27 de fevereiro de 2026 – Um grupo de pesquisadores do Instituto de Bioenergia e Processos de Qingdao (QIBEBT), ligado à Academia Chinesa de Ciências, desenvolveu um método de pré-semeadura com cristais solvatados (CSV) que eleva a eficiência e a viabilidade industrial das células solares de perovskita em configuração invertida.
O que muda
Nas células invertidas, a camada de transporte de elétrons fica acima do absorvedor, e a de buracos, abaixo. Embora essa arquitetura seja mais compatível com processos de fabricação em solução, o desempenho vinha sendo prejudicado por defeitos eletrônicos e estruturas desorganizadas na interface enterrada – junção entre a perovskita e a camada de transporte de buracos.
Para contornar o problema, os cientistas aplicaram nanocristais CSV de fórmula PDPbI4·DMSO sobre substratos modificados com monocamadas auto-organizadas (SAM). Essas sementes, em formato de bastonetes anisotrópicos, aumentam a molhabilidade da superfície hidrofóbica e servem como núcleos de nucleação heterogênea, acelerando o crescimento dos grãos de perovskita.

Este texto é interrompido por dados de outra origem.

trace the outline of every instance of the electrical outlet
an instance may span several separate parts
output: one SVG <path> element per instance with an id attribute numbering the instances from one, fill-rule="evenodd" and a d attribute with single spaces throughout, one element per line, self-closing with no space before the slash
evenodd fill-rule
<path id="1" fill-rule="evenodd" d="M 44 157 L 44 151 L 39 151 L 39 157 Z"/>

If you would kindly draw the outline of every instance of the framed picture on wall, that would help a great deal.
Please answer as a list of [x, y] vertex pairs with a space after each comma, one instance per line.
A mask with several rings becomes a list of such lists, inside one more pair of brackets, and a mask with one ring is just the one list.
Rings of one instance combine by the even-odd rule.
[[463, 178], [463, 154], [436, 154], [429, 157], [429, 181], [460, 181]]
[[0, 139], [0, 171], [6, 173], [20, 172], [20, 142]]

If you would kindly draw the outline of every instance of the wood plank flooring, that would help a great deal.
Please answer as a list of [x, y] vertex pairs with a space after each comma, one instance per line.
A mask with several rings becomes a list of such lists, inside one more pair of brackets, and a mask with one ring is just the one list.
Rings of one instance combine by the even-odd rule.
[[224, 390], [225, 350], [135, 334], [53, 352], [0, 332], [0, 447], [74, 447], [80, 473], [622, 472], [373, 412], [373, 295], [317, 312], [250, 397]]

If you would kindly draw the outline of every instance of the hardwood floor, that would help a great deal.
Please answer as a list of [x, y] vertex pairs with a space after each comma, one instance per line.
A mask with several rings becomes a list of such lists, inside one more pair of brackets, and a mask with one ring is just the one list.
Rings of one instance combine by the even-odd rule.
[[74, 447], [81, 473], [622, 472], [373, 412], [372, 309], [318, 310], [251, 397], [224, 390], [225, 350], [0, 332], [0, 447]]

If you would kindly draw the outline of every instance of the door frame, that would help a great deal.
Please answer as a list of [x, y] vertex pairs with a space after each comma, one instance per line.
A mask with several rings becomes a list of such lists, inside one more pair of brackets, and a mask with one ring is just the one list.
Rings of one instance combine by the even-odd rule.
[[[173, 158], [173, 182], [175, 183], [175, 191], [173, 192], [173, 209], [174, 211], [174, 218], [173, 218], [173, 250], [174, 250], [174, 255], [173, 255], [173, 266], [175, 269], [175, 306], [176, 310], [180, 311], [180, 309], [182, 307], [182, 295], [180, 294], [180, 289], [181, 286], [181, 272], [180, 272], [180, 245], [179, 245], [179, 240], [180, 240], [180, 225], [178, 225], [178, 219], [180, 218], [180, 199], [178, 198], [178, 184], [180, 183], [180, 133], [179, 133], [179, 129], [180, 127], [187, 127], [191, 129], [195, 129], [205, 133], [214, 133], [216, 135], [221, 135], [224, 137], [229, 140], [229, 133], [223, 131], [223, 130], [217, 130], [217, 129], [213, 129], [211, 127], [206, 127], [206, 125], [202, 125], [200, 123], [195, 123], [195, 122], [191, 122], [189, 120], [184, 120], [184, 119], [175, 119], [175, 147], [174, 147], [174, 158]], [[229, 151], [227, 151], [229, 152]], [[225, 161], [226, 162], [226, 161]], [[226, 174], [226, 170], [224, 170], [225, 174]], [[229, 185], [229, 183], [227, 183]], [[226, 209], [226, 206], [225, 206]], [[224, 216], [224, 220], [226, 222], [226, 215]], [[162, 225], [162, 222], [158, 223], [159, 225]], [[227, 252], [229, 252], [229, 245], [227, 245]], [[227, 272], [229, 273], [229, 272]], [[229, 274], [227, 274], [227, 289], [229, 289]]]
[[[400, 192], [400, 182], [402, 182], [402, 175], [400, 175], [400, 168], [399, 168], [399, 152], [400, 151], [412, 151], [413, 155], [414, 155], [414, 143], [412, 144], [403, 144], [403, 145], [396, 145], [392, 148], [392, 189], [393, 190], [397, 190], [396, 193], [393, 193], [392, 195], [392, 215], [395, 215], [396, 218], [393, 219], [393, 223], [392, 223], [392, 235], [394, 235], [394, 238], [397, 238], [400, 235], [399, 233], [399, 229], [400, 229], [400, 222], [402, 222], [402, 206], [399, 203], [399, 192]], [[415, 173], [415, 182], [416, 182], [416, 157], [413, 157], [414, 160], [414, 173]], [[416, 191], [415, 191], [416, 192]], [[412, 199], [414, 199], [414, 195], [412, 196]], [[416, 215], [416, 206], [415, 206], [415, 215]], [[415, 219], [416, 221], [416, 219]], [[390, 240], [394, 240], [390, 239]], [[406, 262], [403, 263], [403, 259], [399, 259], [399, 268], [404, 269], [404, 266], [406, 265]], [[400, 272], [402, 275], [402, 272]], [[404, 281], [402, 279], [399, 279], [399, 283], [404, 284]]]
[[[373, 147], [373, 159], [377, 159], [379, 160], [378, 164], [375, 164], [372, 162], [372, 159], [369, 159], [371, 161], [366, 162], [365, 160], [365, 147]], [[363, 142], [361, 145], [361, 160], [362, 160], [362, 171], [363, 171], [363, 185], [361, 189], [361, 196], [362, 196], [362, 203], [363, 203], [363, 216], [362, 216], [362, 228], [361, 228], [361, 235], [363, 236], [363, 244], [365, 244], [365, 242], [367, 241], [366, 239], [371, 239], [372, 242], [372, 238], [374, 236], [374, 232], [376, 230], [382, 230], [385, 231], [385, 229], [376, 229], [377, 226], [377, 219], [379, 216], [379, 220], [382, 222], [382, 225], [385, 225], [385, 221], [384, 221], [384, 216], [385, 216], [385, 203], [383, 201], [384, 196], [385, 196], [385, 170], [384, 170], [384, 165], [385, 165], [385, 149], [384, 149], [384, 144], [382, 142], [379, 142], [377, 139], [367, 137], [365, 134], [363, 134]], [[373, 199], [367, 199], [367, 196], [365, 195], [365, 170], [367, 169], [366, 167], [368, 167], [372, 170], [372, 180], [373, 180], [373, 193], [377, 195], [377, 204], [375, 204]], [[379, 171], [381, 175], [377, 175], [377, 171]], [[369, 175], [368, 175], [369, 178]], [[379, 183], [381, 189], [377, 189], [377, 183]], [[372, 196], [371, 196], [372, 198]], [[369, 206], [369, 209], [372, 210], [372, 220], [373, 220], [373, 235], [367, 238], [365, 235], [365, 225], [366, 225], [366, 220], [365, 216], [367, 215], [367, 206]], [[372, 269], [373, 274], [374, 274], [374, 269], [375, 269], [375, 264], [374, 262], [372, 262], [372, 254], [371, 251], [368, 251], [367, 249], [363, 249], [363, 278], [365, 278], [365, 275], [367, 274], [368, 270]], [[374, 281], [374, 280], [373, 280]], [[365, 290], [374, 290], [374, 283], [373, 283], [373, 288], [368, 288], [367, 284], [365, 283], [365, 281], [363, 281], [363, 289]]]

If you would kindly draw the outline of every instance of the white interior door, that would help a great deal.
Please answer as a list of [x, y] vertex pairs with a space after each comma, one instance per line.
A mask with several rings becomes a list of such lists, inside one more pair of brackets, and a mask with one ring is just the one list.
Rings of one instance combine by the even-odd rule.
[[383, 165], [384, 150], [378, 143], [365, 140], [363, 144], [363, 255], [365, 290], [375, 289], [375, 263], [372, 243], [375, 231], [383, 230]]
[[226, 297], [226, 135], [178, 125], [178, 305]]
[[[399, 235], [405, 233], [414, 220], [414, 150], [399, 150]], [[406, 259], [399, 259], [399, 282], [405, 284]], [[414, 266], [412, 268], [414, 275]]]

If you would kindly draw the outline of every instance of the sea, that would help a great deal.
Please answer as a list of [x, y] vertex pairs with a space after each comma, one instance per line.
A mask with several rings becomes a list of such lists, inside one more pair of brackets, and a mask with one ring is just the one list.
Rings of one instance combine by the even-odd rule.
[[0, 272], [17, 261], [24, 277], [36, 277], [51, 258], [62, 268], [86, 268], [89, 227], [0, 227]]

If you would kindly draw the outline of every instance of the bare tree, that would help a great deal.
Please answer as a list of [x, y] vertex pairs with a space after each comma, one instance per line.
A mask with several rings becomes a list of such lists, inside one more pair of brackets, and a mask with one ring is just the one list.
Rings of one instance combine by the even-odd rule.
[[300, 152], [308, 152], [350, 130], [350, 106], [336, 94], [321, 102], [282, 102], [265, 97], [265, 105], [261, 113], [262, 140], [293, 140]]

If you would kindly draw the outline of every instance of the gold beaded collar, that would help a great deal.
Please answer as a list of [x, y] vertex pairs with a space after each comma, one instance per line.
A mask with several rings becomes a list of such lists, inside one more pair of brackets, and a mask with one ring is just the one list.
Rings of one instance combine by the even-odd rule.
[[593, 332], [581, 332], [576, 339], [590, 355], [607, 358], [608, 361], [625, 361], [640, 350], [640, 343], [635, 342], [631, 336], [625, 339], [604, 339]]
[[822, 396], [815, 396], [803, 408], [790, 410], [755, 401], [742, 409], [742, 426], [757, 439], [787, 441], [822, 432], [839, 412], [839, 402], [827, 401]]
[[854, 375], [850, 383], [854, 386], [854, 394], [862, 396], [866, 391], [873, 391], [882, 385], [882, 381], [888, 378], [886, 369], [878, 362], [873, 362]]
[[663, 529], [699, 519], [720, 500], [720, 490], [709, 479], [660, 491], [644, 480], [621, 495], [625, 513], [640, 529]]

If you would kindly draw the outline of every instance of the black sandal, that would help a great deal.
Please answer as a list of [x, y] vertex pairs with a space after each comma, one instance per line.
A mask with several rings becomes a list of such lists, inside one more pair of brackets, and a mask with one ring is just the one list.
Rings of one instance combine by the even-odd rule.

Solvente confinado na rede
Durante a têmpera térmica, as moléculas de dimetilsulfóxido (DMSO) aprisionadas nos cristais CSV são liberadas gradualmente, criando um microambiente de “lattice-confined solvent annealing”. Esse vapor in situ reorganiza e expande os grãos, eliminando vazios e sulcos nas fronteiras, o que resulta em uma camada inferior densa, altamente orientada e mais estável sob luz e calor.
Resultados registrados
A equipe combinou a estratégia de pré-semeadura CSV com o processo de slot-die coating e produziu um mini-módulo de perovskita com área de abertura de 49,91 cm². O dispositivo alcançou eficiência de conversão de potência de 23,15%, com perda inferior a 3% em relação às células de pequena área — índice melhor que o de muitos estudos anteriores.

Imagem: Internet
Próximos passos
Segundo os autores, o conceito de cristais solvatados oferece uma plataforma versátil para engenharia de interfaces: ao ajustar cátions orgânicos e solventes, é possível criar uma biblioteca de materiais CSV, potencialmente útil não só em fotovoltaicos de perovskita, mas também em outros dispositivos optoeletrônicos de rede flexível.